Pound Sterling hits one-month high as UK GDP data beats estimates
The Pound Sterling (GBP) attracts bids against its major peers on Thursday on upbeat United Kingdom (UK) Gross Domestic Product (GDP) and factory data. The Office for National Statistics (ONS) reported that the economy grew by 0.3% in the second quarter of the year, stronger than expectations of 0.1%. In the first quarter of the year, GDP growth was 0.7%.
In June, the UK economy grew by 0.4% after contracting 0.1% in May, while it was expected to rise just by 0.1%.
Factory data has also come in stronger than projected.
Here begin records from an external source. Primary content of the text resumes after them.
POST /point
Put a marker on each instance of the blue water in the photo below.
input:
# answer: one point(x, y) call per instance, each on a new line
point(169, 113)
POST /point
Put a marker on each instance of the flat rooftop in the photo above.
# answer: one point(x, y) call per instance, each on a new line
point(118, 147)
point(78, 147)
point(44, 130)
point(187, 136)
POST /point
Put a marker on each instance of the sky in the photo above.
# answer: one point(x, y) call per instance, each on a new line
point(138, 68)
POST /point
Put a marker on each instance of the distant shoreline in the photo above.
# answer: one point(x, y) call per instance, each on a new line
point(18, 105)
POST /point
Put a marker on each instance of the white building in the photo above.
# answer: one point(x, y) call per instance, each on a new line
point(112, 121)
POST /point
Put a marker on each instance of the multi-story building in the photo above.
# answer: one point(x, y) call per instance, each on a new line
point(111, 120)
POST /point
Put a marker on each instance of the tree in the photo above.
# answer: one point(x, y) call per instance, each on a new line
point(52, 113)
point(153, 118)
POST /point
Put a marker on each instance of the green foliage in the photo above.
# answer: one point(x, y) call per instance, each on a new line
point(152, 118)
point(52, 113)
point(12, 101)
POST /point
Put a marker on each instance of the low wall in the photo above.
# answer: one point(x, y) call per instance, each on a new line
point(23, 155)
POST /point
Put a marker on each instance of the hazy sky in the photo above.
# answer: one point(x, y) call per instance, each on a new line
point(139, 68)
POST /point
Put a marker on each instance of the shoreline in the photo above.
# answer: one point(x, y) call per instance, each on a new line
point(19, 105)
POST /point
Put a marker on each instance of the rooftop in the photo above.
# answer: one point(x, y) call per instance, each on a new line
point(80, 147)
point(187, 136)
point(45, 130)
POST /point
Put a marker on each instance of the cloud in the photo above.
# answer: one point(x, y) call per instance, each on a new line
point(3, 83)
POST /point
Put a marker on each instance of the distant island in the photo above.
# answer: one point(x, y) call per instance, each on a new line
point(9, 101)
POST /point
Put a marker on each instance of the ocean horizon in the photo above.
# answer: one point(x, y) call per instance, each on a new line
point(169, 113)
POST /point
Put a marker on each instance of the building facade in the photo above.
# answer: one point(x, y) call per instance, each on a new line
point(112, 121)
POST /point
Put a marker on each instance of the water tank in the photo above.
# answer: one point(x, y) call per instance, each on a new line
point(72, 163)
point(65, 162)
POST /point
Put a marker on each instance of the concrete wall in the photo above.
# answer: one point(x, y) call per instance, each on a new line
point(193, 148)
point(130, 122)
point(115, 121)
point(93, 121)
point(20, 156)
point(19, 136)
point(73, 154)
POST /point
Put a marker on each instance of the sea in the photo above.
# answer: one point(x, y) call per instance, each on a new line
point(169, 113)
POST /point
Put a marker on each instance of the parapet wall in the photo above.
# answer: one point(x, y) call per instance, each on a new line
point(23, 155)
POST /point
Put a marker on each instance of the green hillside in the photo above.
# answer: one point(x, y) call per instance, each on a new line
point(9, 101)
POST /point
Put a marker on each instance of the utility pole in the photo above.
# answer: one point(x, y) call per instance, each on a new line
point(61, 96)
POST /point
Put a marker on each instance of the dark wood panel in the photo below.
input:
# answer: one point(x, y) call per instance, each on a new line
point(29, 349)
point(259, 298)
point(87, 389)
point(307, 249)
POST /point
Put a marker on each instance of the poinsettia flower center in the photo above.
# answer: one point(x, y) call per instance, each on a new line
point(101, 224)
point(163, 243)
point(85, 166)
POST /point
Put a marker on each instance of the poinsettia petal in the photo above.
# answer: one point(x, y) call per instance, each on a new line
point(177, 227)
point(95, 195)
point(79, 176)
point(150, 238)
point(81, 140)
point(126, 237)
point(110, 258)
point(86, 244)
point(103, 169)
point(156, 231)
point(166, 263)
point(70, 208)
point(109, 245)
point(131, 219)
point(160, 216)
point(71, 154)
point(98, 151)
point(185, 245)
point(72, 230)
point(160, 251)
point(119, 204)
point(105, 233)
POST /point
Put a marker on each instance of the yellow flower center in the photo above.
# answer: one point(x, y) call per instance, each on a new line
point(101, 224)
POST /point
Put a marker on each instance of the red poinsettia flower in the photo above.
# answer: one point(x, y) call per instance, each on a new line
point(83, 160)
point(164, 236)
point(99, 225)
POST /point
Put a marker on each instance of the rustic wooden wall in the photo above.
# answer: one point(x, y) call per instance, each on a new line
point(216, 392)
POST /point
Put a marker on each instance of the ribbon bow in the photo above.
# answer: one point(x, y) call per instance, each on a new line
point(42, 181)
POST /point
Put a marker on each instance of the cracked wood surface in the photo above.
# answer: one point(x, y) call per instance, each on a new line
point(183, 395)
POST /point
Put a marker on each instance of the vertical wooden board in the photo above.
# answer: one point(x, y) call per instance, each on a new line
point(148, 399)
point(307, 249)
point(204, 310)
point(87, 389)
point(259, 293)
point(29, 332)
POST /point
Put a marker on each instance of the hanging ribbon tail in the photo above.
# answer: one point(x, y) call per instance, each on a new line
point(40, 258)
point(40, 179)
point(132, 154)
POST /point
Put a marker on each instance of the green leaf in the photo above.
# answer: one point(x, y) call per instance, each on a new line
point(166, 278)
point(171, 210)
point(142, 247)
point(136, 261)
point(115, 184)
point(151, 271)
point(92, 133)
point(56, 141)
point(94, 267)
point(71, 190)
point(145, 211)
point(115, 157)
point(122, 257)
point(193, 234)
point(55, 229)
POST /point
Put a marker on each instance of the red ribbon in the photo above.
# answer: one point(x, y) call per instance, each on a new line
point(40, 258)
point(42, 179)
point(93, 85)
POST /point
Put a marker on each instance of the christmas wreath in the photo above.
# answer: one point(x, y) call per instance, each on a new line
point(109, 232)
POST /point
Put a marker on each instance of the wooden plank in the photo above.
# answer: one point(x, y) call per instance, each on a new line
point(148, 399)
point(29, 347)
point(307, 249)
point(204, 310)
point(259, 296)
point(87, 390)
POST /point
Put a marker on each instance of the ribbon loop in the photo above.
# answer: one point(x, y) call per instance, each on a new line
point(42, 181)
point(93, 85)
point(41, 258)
Month-on-month, Manufacturing and Industrial Production rose by 0.5% and 0.7% in June, respectively, after declining significantly in May.
Upbeat GDP and factory data show that the economy is holding up better than anticipated, a scenario that could allow the Bank of England (BoE) to avoid reducing interest rates aggressively and thus supportive for the Pound Sterling.
In the monetary policy meeting earlier this month, the BoE reduced interest rates by 25 basis points (bps) to 4.00% and retained its “gradual and careful” monetary expansion guidance. Still, it was a very tight decision as four of the nine BoE members voted to keep rates unchanged.